Le vieil Oncle Sam a faim ; ce qui donne lieu à quelques réflexions critiques sur la récurrence de la pauvreté, la mal-bouffe généralisée et la relativité des modes alimentaires : " Une cigarette après chaque repas pour aider la digestion "disait-on dans les années 60.

C'est alors qu'intervient la première rupture de temporalité. Sous forme quasi hallucinatoire nous assistons à une conversation d'un autre âge, à l'aube de la Guerre de Sécession. D'emblée les intérêts économiques des riches propriétaires apparaissent comme les véritables déterminants de la Guerre d'Indépendance mais le mythe de la lutte contre l'esclavage et la promesse d'un monde plus juste enflamme le cœur de Sam.


Plus loin, un second flash nous transporte dans la voiture de John Kennedy juste au moment de son attentat : " Croyez-vous vraiment que deux hommes puissent être touchés sept fois par deux balles.. ; et que dix huit témoins puissent mourir en trois ans ? "

A tour de rôle tous les scandales, toutes les hypocrisies, toutes les mystifications institutionnelles sont dénoncées :

"Quand tu dois conquérir pour devenir une puissance mondiale, Tu deviens un tyran comme celui contre qui tu t'es rebellé"

 

"Crois-tu être le seul symbole qui devait représenter une cause et qui a été perverti en quelque chose d'autre ? "

 

 

L'album de S. Darnal et A. Ross, paru en Février 2001, enfonce les clous et avoue les dérives sans jamais virer dans le cynisme nihiliste, au contraire leur démystification est pleine d'espoir ! La Grande Angleterre Impériale avoue ses errances, Marianne, comme l'Ours russe, sont des symboles de la liberté devenus impuissants : ce sont des rêves.
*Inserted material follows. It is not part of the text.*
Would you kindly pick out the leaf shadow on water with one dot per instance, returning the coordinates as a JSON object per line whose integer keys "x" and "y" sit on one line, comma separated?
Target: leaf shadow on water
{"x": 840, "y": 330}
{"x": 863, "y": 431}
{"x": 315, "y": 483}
Pour ces deux artistes quand l'Histoire se fourvoie ce n'est pas la faute du rêve mais des rêveurs et de ceux qui exploitent cyniquement la naïveté et la lâcheté des rêveurs :

" le seul moyen de savoir comment la liberté fonctionne est d'y travailler..."

 

 

FESTIVAL D'ANGOULEME 2002
Uncle Sam est nominé pour le Prix Alph-Art du meilleur album de l'année.